Bilindiği gibi hukuk dili, herkesin kolaylıkla anlayamadığı bir dildir. Bunun başlıca nedeni, bir bilim dalı olarak hukukun kendisine özgü bir terminolojisinin (teknik terimlerinin) bulunmasıdır. Bir başka neden ise, ülkemizde yasaların dilinin oldukça eski ve ağır olmasıdır. Öyle ki, yasaların halk için yapılmasına ve yasayı bilmemenin özür sayılmamasına karşın, hukuk metinlerini okuyup anlayabilmek, az da olsa biraz hukuk bilgisini gerektirmektedir.
Bununla birlikte, kendi kişisel gözlemlerim göstermektedir ki, eskilerden günümüze doğru, yasakoyucular yasaları, bilim adamları hukuk kitaplarını ve yargıçlar yargısal kararlarını, gittikçe daha güzel, anlaşılır ve duru bir Türkçe ile kaleme almaktadırlar. Bütün bunların sonucunda, günümüzde hukuk metinlerinin eskiye oranla çok daha kolay anlaşılabildiğini, sevinerek söylemek gerekir.
Bu arada, hiç şüphesiz “hukukta öztürkçeleştirme (Güzel Türkçemizi yabancı sözcüklerden arındırma)” akımının başarılı olması da büyük etkendir.
Hukukçuların Kelime Hazinesi Çok Geniştir
Aslında hukukçular, bütün Dünya’da, kelime hazinesi en zengin meslek gruplarının başlarında yer alır. Çünkü, hukukçu olarak örneğin bir hâkim, toplumda çıkan her türlü uyuşmazlığı çözme görevini yüklenmiştir ve vereceği karar sonucu dağıtacağı adaletin doğruluğu açısından hâkim, herkesin (başka başka bilim dallarının teknik terimleri de dahil) ne konuştuğunu veya yazdığını tam olarak anlamalıdır. Bu açıdan, hâkimin tarafların söylediği her hangi bir kavram veya kelimeyi bilmemesi (bilmiyorsa, öğrenmemesi) yaptığı işin önemi ve özelliği nedeniyle düşünülemez.
Aynı husus avukatlar bakımından da kaçınılmazdır.

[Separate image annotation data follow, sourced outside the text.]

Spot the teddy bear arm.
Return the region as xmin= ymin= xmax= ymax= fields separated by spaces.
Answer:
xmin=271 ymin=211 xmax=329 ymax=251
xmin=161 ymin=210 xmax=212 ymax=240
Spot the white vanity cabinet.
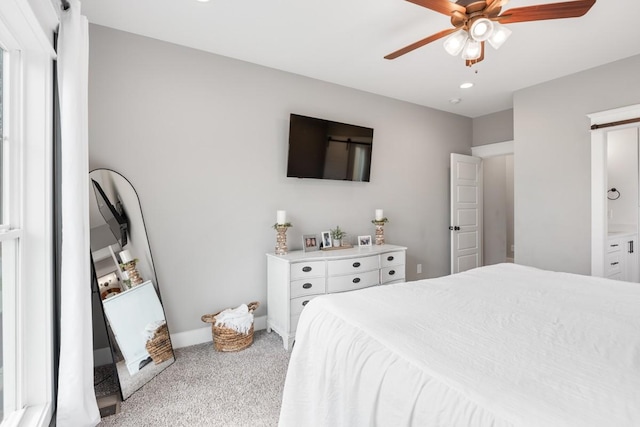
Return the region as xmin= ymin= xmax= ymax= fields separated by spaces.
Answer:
xmin=267 ymin=245 xmax=407 ymax=350
xmin=605 ymin=233 xmax=640 ymax=282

Zira avukat, kendisine güvenerek gelen ve savunmasını aldığı müvekkilinin haklarını en iyi şekilde koruyabilmek için, onun ne dediğini (başka başka bilim dallarının teknik terimleri de dahil) anlamalı, bilmediklerini veya bilemediklerini öğrenmeli ve hâkime (onun da anlayabileceği bir şekilde) anlatmalıdır. İşte bu olgu, hukukçunun kelime hazinesini artıran çok önemli bir etkendir.